Predicting the risk of adjacent segment pathology in the cervical spine: a systematic review.
Spine (Phila Pa 1976). 2012 Oct 15;37(22 Suppl):S52-64
Authors: Lawrence BD, Hilibrand AS, Brodt ED, Dettori JR, Brodke DS
STUDY DESIGN: Systematic review.
OBJECTIVE: We performed a systematic review to determine the risk and to define potential identifiable risk factors for the development of adjacent segment pathology (ASP) after cervical fusion surgery.
SUMMARY OF BACKGROUND DATA: During the past several decades, the indications for spinal arthrodesis have expanded, with a dramatic increase in the rate of cervical spine fusion in the United States during the past decade. However, as more of these procedures are performed over time, there have been concerns regarding the potential for these patients to develop changes at levels adjacent to the index procedure. Questions remain whether the development of clinical ASP (CASP) are iatrogenic in nature or part of natural history.
METHODS: A systematic review of the literature was undertaken for articles published in English language between 1990 and March 15, 2012. Electronic databases and reference lists of key articles were searched to identify articles reporting risk factors for CASP after cervical fusion.

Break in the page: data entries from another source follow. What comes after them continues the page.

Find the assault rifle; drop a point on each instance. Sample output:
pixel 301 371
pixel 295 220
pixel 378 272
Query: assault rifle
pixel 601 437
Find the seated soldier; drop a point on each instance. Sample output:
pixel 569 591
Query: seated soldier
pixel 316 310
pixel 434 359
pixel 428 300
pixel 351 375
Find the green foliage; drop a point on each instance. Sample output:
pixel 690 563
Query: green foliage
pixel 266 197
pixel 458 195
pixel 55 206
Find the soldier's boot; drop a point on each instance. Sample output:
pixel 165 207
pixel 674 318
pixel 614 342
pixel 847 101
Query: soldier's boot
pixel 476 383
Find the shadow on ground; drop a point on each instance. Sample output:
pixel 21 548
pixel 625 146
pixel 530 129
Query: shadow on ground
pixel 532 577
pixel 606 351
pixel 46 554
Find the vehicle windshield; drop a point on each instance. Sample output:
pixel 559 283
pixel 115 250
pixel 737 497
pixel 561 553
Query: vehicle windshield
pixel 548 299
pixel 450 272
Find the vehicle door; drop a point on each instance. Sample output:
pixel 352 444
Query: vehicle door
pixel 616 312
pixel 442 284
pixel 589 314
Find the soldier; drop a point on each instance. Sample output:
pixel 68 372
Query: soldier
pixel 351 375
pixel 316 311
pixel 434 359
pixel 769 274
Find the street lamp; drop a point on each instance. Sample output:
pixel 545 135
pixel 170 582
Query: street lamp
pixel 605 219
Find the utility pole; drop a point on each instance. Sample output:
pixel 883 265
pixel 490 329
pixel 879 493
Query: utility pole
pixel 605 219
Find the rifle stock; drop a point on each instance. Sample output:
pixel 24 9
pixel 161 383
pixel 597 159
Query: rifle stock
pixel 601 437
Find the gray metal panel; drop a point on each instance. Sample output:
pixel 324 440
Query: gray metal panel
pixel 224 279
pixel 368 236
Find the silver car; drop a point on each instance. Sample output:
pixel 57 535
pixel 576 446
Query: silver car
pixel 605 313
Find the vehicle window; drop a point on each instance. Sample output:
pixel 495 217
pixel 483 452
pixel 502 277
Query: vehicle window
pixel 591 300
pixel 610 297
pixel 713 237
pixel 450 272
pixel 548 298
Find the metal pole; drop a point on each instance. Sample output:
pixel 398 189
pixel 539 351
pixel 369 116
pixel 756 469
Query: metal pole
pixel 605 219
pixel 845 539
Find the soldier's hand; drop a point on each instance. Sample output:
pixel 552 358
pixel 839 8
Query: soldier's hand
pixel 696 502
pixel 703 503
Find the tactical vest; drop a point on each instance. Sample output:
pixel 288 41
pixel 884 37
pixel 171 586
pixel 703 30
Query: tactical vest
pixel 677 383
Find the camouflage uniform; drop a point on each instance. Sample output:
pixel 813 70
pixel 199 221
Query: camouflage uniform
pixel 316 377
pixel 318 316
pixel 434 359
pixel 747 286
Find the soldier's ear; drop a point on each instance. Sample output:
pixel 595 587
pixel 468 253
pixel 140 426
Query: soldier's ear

Two independent reviewers assessed the level of evidence and the overall quality of the literature using the Grades of Recommendation Assessment, Development, and Evaluation criteria. Disagreements were resolved by consensus.
RESULTS: We identified 5 studies (4 retrospective cohorts, 1 database study) from our search strategy that met the inclusion criteria from a total of 176 possible studies for review. The prevalence of CASP ranged from 11% to 12% at 5 years, 16% to 38% at 10 years, and 33% at 17 years. Factors that may contribute to the development of CASP include age less than 60 years, fusing adjacent to the C5-C6 and/or C6-C7 levels, a pre-existing disc herniation, and/or dural compression secondary to spinal stenosis with a mean anteroposterior diameter spinal canal of 13 mm or smaller.
CONCLUSION: CASP remains a controversial topic despite multiple attempts of elucidating an iatrogenic effect of spinal fusion versus the natural history of spinal degeneration. The mean rate of the development of symptomatic degeneration in the cervical spine after arthrodesis is estimated between 1.6% and 4.2% per year. The mean rate of reoperation for CASP is estimated at 0.8% per year. In addition, fusing adjacent to but not including the C5-C6 and/or C6-C7 disc spaces seems to consistently increase the risk of developing CASP.
CONSENSUS STATEMENT: 1. The risk of developing new symptoms secondary to adjacent segment pathology causing radiculopathy and/or myelopathy after cervical fusion surgery ranges from a cumulative rate of 1.6% to 4.2% per year. Strength of Statement: Strong. 2. The risk of developing adjacent-level symptoms may be increased if disc protrusion, disc degeneration, or cord effacement is present at C5–C6 and/or C6–C7 and if those levels are adjacent to the planned surgical level. Strength of Statement: Strong.